SIR,-Fr. Crane tells us that "the printing presses" (in Cuba) "have reduced the value of the country's currency to a fraction of its former self."
The same could be said of nearly every other country since the war. The Cuban authorities have, it seems. created too much paper money (notes and current account deposits). Fr, Crane seems to imply that this is an injustice. If so, I agree with him.
Now, what is meant (in justice) by an excessive expansion of money?
Over the past 21 years the banks of the major trading nations have been allowed or forced by this Government to expand their money supplies more than fourfold in terms of U.S. dollars (a good deal more in terms of their own currencies).

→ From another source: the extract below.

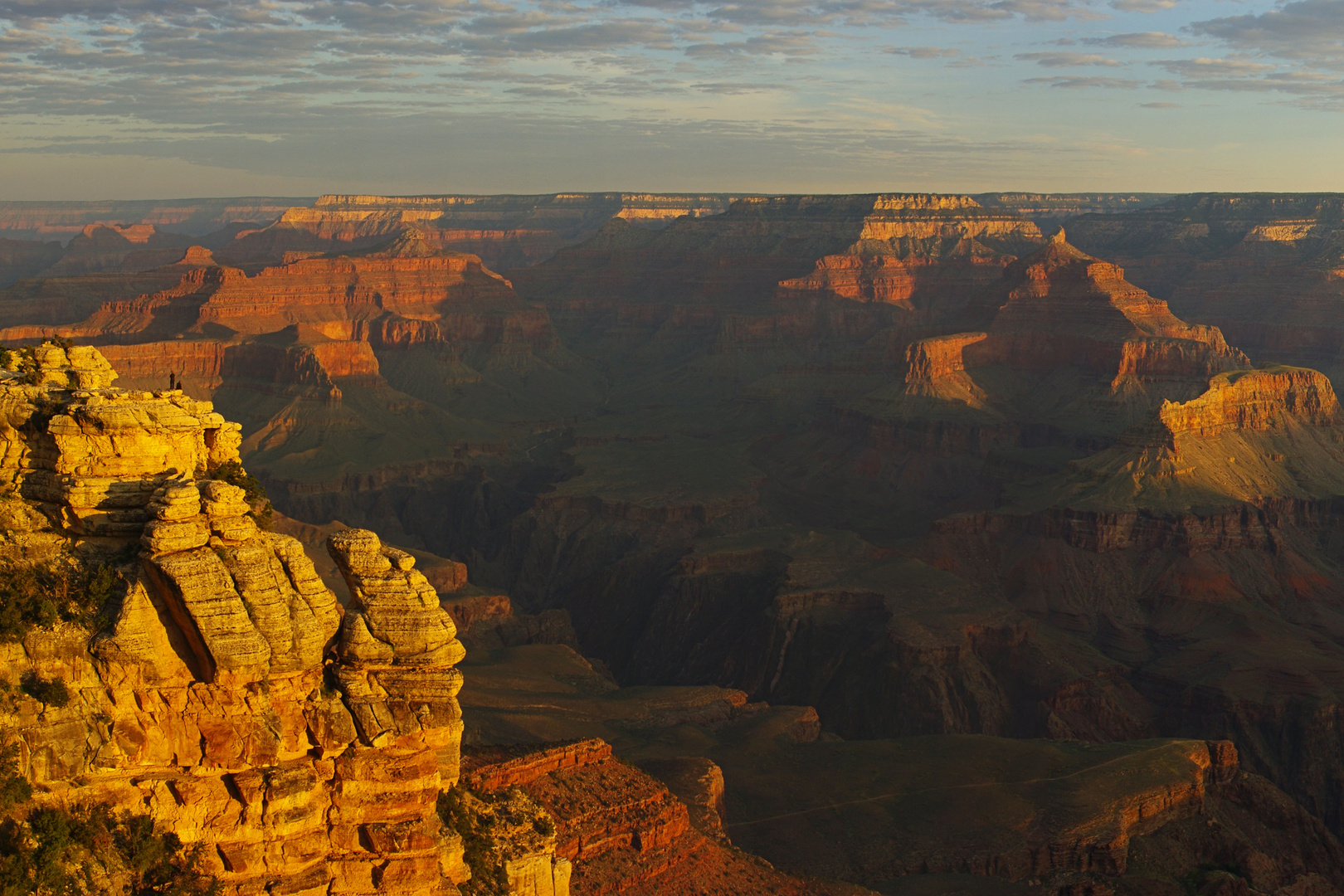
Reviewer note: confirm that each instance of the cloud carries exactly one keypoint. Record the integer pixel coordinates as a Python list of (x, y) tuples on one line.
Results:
[(1068, 60), (1307, 30), (1205, 67), (1140, 41), (1079, 82), (923, 52), (1142, 6)]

I say that this is too much: that the effect may soon be seen in an economic collapse of appalling magnitude-as happened in similar circumstances in the 1930's.

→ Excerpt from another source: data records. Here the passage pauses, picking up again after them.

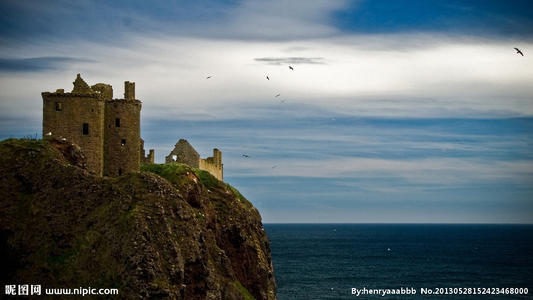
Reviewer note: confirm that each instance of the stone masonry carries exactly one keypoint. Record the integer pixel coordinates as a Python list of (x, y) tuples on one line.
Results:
[(106, 129), (184, 153)]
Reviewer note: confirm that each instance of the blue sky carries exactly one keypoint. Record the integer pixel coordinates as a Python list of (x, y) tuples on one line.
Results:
[(396, 111)]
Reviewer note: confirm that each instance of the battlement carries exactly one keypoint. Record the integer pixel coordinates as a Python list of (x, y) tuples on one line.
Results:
[(129, 90), (107, 129), (184, 153)]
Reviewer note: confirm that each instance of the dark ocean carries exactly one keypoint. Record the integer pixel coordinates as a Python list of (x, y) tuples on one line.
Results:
[(325, 261)]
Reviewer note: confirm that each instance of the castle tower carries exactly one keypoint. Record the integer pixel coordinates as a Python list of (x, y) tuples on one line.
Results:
[(77, 116), (217, 156), (122, 133), (106, 129)]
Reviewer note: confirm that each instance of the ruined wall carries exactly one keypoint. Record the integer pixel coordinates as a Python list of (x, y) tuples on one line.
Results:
[(146, 159), (184, 153), (122, 137), (64, 116), (108, 131), (105, 90), (213, 164)]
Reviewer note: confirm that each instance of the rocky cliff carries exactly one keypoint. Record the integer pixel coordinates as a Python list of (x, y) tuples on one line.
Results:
[(168, 232)]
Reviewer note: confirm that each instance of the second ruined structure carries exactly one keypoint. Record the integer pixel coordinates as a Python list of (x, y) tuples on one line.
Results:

Under the gold standard, Britain's money supply per head was increased about three-fold in 60 years by new creations. I contend that this was excessive (in justice) and that the effect was enrichment of the rich at the expense of their poorer fellow citizens, at the expense of the needy agricultural peoples of the world. Another effect was industrial unrest.
I suggest tentatively that justice requires that the money supply should rise at the same rate as the population. Am I right? I have found it impossible to find anybody who will do me the courtesy of examining my arguments. 1 have found nobody who will take the trouble to study the matter.
John F. L. Bray, M.A. (Olen), Ph.D. Econ. (London) 132 Abbots Road, Abbots Langley, Herts.